ローザは日曜日になるとおかあさんにその週におきたことを絵にかき手紙を書きます。
手紙にはキスをかならず一ついれます。
 
「これはエスキモーのキス」
「これはとりのキス」
「これはちょうちょのキス」

おかあさんは、ローザのたくさんのキスのお陰で、
ぐんぐん良くなってきていて、
ローザといっしょにクリスマスを迎える事ができるかもしれない。
と手紙の返事には書かれていました。

農村は夏も終わり、次第に寒くなります。
ある日、オットーさんがとっても素敵なお知らせと、
クリスマスアドベントカレンダーが入った大きな封筒をローザに届けてくれます。

ローザはおかあさんと離れて暮らしたひと夏で、
いろいろなことを学んだようです。
ローザはむかえに来てくれたクーゲルさんに教えてあげます。

「おじさんしっていた?
 ツバメは牛小屋に住んでいるのよ。 
 それからスズメバチはね、おどかさなきゃさしたりしないの。
 それにね、キスは病気だってなおすことができるんだから」


☆☆☆

この絵本の冒頭の部分で、とつぜん、悲しい母と子の別れ。
そして、夜遅くに着いた家では、
温かいものの、サイズの小さなベビーベットで寝かされるローザ。
そんな流れで、シンデレラではないけれど、
どこかダークな部分が多い絵本だったかな?
と、一瞬思ったものの、
おかあさんと離れて暮さなくてはいけなローザに、
田舎の農村での温かいひとたちとの触れ合いや、
動物のと触れ合い。
都会にはないゆったりとした時間の中で、
ローザはおかあさんの居ない時を埋めていきます。

おかあさんと繋がる唯一の手段が手紙です。
ローザは、ユニークなキスをたくさん入れてお母さんに届けます。
おかあさんは、そのキスを受け取り、
どんどん元気になっていきます。

まだ、学校には通っていないくらいの年齢のローザが、
ぐっと我慢をして、
おかあさんの病気が早く治りますようにと、
遠く離れた農村から、おかあさんを支えている健気さの中にある
深い愛情に満ちたたくさんのキス。
胸がキュンとしてしまいました。
(恋をしたわけではないですよ。

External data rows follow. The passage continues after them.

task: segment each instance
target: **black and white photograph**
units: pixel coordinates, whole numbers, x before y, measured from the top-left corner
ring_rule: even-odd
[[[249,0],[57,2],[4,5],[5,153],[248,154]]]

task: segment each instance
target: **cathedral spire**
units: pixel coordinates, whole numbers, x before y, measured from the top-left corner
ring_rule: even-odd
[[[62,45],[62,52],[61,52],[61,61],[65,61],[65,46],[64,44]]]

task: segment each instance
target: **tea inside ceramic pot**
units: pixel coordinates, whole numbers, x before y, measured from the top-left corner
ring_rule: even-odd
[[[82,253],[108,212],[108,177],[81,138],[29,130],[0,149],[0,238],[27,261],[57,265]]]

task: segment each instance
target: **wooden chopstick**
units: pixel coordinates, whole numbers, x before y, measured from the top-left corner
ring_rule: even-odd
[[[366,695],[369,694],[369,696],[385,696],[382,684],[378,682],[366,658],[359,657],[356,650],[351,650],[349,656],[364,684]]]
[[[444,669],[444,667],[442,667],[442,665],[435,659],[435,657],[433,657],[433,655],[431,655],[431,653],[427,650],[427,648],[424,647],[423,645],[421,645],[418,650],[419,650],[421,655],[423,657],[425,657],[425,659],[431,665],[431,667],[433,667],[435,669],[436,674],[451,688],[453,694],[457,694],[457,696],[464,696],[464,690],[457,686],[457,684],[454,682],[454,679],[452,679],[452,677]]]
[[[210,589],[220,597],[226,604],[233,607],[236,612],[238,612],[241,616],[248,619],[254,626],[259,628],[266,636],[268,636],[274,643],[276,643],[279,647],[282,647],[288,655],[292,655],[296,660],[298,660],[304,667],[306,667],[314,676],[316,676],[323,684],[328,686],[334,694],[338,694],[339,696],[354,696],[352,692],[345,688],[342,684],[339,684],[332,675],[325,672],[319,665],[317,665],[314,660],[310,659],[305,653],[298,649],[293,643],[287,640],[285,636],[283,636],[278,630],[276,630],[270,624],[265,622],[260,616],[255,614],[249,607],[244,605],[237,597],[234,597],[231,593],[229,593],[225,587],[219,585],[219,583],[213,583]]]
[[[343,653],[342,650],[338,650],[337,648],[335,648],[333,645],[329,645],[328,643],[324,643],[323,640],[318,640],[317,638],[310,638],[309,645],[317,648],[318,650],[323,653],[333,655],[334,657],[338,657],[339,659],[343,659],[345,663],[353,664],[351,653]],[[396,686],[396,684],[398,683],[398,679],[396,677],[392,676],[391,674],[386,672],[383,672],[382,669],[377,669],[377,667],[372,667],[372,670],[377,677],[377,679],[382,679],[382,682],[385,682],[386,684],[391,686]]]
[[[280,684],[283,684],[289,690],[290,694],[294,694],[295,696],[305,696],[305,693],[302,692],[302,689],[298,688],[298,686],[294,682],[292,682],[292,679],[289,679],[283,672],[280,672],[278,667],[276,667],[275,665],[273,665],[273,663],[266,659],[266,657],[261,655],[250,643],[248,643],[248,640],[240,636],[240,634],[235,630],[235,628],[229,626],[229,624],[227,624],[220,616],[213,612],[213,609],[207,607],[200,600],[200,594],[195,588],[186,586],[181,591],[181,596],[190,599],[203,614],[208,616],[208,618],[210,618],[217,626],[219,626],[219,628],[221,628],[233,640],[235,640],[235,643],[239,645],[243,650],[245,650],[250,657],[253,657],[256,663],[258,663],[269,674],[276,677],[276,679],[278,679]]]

切ない…と思っても胸がキュンとなるものですね(笑))

私だったら、同じ母親として、
こんな小さな子を残して、
自分の治療に専念しなければいけない状況になっること自体、
心配で心配で仕方がないだろうな…。
娘たちはどうだろう?
ローザのように立派に成長してくれるのかな?
などと、自分たちの家族の事に置き換えてみたりして、
親として、考えさせられる作品でした。

娘達には、時間の経過の感覚が薄いようで、
おかあさんとちょっとだけ離れたローザはローザで楽しんでいたので、
そんな素敵な部分が印象的だったようです。
私としては、夏休みからクリスマスまで…。
そんな長い時間、娘と離ればなれでいられるかな?
と、ちょっと心配になったりして(笑)
大人とは、時間に縛られているんだな…。
と、改めて思ったりもしました。

娘からのキスで病気が治ってしまうなんて…。
素敵なお話ですよ☆

わりと長めの絵本になります。
うちの子は、6歳の後半になってから読み聞かせました。